Efficient means operating at the edge of feasibility. Efficient cars carry around no excess material in their chassis and so are too weak to sustain an unexpected load. Efficient construction uses no excess support and is too fragile to survive earthquakes or weather outside those anticipated by the designer. Efficient corporations have no excess capacity and are unable to cope with significant changes in demand, employee base, or supply. Efficient crops waste no energy in facilities to handle unexpected disease, pests, or weather.

Efficient means brittle. If something is strong enough to handle a shock that never comes, it would be more efficient if the resources creating that strength were reinvested.

In statistics, this principle has a name: “‍overfitting‍”. The function that best fits a set of datapoints will almost inevitably fail to fit any datapoint outside that set, and to prevent this overfitting requires creating a less-precise fit to the original data.

The current supply chain problems are a large-scale example of this problem. The US economy had spent decades becoming more efficient, and along the way also becoming more brittle. When a large shock was administered this brittleness was manifest by some systems failing, resulting in more shocks and more failures. This was not inevitable: if the shock had been smaller than the net surplus capacity of the system then the failures of some companies would have been covered by robustness of others, and some of that has occurred, but the overall size of the current shock is beyond what the system can handle well.

This is hardly a new problem. All systems everywhere, human and nonhuman, compete, meaning the most efficient wins—until a shock to the system gives the most efficient a major setback, letting the more robust reassert dominance.

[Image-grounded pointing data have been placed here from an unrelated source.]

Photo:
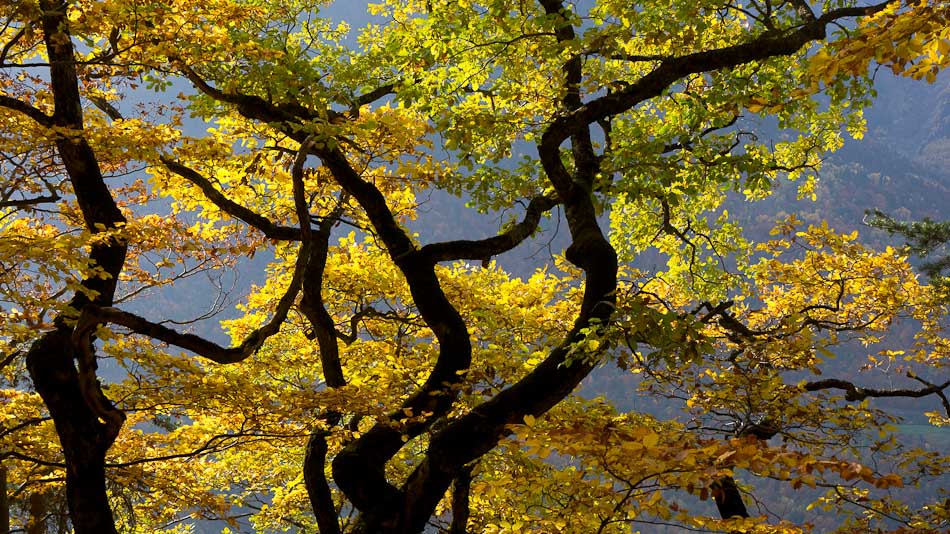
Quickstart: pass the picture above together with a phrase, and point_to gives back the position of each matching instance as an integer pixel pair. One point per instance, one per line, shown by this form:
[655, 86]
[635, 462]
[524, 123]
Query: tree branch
[268, 227]
[484, 249]
[92, 316]
[856, 393]
[32, 112]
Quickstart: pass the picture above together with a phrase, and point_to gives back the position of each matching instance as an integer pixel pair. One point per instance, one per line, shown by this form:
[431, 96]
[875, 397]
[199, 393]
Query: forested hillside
[470, 266]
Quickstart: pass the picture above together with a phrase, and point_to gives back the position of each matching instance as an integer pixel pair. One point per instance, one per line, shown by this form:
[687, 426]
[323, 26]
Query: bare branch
[484, 249]
[30, 111]
[256, 220]
[856, 393]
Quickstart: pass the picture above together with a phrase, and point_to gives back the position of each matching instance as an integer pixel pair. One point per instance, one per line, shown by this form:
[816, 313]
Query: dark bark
[312, 306]
[728, 499]
[39, 510]
[462, 488]
[85, 433]
[359, 470]
[4, 502]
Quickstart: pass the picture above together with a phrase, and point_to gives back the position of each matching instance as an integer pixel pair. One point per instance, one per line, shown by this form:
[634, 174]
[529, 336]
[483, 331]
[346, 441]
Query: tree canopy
[385, 377]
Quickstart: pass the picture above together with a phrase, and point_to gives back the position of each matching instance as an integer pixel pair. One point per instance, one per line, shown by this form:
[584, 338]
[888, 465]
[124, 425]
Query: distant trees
[381, 382]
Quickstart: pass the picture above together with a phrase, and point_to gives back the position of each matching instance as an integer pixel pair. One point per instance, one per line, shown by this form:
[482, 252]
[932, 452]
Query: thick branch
[30, 111]
[486, 248]
[268, 227]
[766, 45]
[360, 468]
[856, 393]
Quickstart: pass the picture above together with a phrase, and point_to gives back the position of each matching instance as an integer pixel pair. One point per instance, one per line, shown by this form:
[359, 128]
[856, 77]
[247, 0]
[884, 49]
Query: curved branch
[91, 316]
[484, 249]
[857, 393]
[668, 71]
[256, 220]
[30, 111]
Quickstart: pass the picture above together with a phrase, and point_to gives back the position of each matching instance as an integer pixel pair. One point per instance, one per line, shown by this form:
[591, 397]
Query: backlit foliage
[214, 137]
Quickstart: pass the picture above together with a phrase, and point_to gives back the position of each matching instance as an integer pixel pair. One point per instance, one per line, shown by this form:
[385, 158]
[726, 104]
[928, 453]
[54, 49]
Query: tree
[378, 381]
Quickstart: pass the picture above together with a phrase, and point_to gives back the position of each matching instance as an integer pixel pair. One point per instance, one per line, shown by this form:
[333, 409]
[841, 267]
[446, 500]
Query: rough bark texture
[728, 499]
[4, 502]
[51, 359]
[39, 505]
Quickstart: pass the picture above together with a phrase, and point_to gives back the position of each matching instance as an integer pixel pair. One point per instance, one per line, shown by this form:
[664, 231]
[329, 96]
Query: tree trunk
[4, 502]
[83, 437]
[728, 499]
[39, 505]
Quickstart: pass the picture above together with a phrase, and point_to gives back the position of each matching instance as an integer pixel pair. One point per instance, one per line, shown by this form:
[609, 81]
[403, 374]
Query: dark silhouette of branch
[269, 228]
[857, 393]
[484, 249]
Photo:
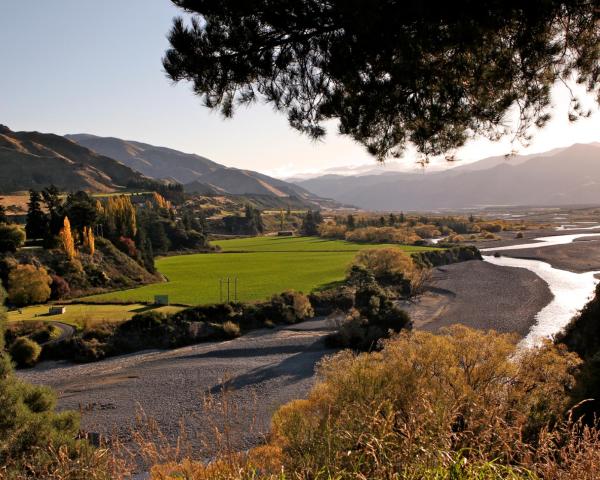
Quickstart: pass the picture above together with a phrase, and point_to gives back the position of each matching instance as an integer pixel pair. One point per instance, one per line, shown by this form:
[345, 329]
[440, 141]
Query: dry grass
[462, 405]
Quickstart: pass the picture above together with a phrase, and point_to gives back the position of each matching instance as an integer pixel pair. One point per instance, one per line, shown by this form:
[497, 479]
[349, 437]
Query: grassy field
[80, 314]
[262, 265]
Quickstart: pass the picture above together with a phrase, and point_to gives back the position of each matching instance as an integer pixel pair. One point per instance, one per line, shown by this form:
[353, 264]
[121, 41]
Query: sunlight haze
[95, 67]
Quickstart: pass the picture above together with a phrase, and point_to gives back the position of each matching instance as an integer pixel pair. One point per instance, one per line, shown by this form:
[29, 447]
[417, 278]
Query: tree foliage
[25, 352]
[28, 284]
[37, 222]
[429, 73]
[11, 237]
[67, 241]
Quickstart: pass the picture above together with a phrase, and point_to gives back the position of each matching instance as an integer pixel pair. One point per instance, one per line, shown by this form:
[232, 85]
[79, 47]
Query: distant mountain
[566, 176]
[36, 160]
[198, 174]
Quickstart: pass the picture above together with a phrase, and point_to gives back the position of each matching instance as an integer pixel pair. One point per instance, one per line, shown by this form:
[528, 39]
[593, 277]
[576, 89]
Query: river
[571, 290]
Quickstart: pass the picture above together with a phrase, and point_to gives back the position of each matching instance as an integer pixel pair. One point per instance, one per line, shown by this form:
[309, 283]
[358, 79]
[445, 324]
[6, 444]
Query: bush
[12, 237]
[374, 318]
[59, 288]
[288, 307]
[454, 254]
[28, 285]
[393, 267]
[231, 329]
[328, 230]
[25, 352]
[423, 401]
[328, 301]
[382, 235]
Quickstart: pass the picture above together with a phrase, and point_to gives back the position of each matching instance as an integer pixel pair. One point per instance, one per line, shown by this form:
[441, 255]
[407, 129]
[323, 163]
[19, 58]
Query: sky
[80, 66]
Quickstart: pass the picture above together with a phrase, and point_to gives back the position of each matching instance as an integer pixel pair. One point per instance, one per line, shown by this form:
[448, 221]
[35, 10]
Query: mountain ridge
[36, 160]
[197, 173]
[559, 177]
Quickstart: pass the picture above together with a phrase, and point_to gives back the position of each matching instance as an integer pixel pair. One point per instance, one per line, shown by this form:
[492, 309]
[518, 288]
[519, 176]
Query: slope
[36, 160]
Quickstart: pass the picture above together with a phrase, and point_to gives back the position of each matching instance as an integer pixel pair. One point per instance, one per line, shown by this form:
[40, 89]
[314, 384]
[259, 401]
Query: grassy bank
[263, 266]
[79, 315]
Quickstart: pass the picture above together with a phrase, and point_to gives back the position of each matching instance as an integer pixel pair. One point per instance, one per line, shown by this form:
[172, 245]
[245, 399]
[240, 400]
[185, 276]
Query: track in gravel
[262, 370]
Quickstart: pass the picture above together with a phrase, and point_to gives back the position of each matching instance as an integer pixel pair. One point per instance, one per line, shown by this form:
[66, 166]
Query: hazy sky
[80, 66]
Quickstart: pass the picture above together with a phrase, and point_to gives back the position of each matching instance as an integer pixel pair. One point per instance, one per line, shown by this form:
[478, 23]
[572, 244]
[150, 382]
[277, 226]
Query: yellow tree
[66, 237]
[89, 242]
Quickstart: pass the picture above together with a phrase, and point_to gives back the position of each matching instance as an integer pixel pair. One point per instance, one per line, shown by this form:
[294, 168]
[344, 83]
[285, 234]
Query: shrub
[391, 266]
[127, 246]
[25, 352]
[59, 287]
[423, 400]
[28, 285]
[454, 254]
[288, 307]
[490, 236]
[231, 329]
[328, 301]
[383, 262]
[427, 231]
[374, 317]
[328, 230]
[12, 237]
[382, 235]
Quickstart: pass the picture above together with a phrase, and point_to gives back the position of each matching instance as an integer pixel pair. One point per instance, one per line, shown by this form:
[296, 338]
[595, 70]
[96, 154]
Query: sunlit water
[545, 241]
[564, 228]
[571, 292]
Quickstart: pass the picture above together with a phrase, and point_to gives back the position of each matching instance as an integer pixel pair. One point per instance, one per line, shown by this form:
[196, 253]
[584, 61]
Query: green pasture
[78, 314]
[302, 244]
[262, 265]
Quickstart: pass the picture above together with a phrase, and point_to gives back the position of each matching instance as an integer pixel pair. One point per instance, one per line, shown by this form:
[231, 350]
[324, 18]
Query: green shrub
[329, 301]
[231, 329]
[25, 352]
[28, 284]
[454, 254]
[12, 237]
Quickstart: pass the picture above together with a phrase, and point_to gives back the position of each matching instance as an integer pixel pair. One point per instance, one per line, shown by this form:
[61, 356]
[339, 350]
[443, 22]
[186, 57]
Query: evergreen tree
[81, 210]
[350, 222]
[37, 221]
[3, 216]
[67, 241]
[311, 222]
[53, 203]
[432, 74]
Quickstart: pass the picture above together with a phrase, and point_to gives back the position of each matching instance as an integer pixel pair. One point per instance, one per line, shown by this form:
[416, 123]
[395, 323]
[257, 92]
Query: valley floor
[260, 371]
[267, 368]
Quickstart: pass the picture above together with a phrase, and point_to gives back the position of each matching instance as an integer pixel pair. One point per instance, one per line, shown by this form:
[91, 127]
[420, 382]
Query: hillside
[566, 176]
[36, 160]
[198, 174]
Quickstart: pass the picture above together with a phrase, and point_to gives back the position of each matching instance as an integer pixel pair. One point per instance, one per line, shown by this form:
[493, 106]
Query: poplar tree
[37, 221]
[66, 238]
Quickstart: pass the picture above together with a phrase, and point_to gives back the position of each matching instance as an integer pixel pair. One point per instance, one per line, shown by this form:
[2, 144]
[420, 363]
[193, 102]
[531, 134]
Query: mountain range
[36, 160]
[565, 176]
[198, 174]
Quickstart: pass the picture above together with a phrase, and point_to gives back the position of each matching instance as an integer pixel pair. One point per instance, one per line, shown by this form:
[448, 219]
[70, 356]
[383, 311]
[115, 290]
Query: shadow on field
[292, 369]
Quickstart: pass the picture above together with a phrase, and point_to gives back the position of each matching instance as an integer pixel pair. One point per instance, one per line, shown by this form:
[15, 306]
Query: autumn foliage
[89, 242]
[28, 284]
[67, 241]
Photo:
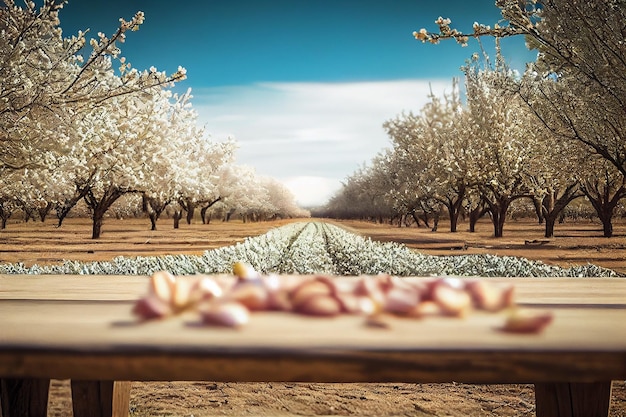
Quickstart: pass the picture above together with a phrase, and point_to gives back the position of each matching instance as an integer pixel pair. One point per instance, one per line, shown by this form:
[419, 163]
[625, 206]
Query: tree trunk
[498, 207]
[44, 211]
[554, 206]
[178, 214]
[539, 205]
[475, 214]
[604, 204]
[100, 206]
[153, 218]
[96, 230]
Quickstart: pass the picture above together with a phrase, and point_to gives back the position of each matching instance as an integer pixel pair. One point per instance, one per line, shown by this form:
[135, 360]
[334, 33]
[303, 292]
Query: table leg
[100, 398]
[24, 397]
[564, 399]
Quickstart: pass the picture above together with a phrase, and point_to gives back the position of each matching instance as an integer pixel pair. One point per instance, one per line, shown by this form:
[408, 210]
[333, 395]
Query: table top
[81, 327]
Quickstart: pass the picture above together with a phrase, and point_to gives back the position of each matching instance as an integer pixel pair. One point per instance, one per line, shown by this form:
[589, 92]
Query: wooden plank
[312, 366]
[580, 291]
[100, 398]
[24, 397]
[75, 327]
[568, 399]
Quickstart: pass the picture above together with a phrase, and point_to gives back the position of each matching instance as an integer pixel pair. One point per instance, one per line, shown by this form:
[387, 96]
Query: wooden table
[81, 328]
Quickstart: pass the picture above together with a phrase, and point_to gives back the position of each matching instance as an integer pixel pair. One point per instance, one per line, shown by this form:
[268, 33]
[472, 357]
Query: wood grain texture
[100, 398]
[573, 399]
[81, 327]
[24, 397]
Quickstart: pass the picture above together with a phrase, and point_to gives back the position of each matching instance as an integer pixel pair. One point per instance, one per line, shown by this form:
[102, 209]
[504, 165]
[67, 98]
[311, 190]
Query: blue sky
[303, 85]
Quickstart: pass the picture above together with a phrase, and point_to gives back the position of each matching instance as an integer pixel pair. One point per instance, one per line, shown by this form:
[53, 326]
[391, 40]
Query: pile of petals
[229, 300]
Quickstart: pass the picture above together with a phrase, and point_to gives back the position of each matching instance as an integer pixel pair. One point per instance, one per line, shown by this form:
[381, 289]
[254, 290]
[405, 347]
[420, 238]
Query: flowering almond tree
[431, 145]
[504, 137]
[577, 87]
[45, 82]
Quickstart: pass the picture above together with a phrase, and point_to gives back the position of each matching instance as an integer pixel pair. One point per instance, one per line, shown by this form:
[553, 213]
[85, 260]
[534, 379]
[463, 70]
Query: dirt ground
[575, 243]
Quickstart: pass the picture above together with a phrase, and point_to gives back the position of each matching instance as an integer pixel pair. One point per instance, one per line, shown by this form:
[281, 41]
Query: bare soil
[575, 243]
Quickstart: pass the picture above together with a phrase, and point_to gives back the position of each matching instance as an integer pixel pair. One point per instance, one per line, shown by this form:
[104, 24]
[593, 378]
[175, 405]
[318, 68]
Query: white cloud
[312, 191]
[310, 130]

I don’t have a solution to offer with this observation, but I still felt to make the observation because I’ve been repeatedly impressed by how many people I hear who speak as if they’d never considered this law. And law it is: it can be found in the very definitions of efficiency and robustness.

Speaking of law, one of the functions of corporate law is to create regulations intended to tame the worst parts of competition and require robustness. I saw this when working in a nuclear power plant many years ago where regulations meant many of the smaller systems had ample redundancy and could withstand huge disruption, but the largest systems were unregulated; I saw management make them competitive, rather than robust, decisions on the integrity of a turbine blade that resulted in a catastrophic failure and more than a year of repairs before the plant could operate again. We see this in banking, where after each crisis regulation increases the minimum asserts banks must retain and then gradually that is lessened as memory of the last shock fades. We see this in traffic laws, where the most efficient actions for one motorist are unsafe, meaning unable to cope with unlikely road events.

I believe—indeed, I belong to an entire religion that believesThis church-wide belief is announced publicly at least once a year; see the last sentence of this year’s report.—that robustness is more important than efficiency. I hope the current difficulties are resolved soon. I also dream that we might, by some miracle, find in the current difficulties a change of values, putting robustness above efficiency a little more in the future.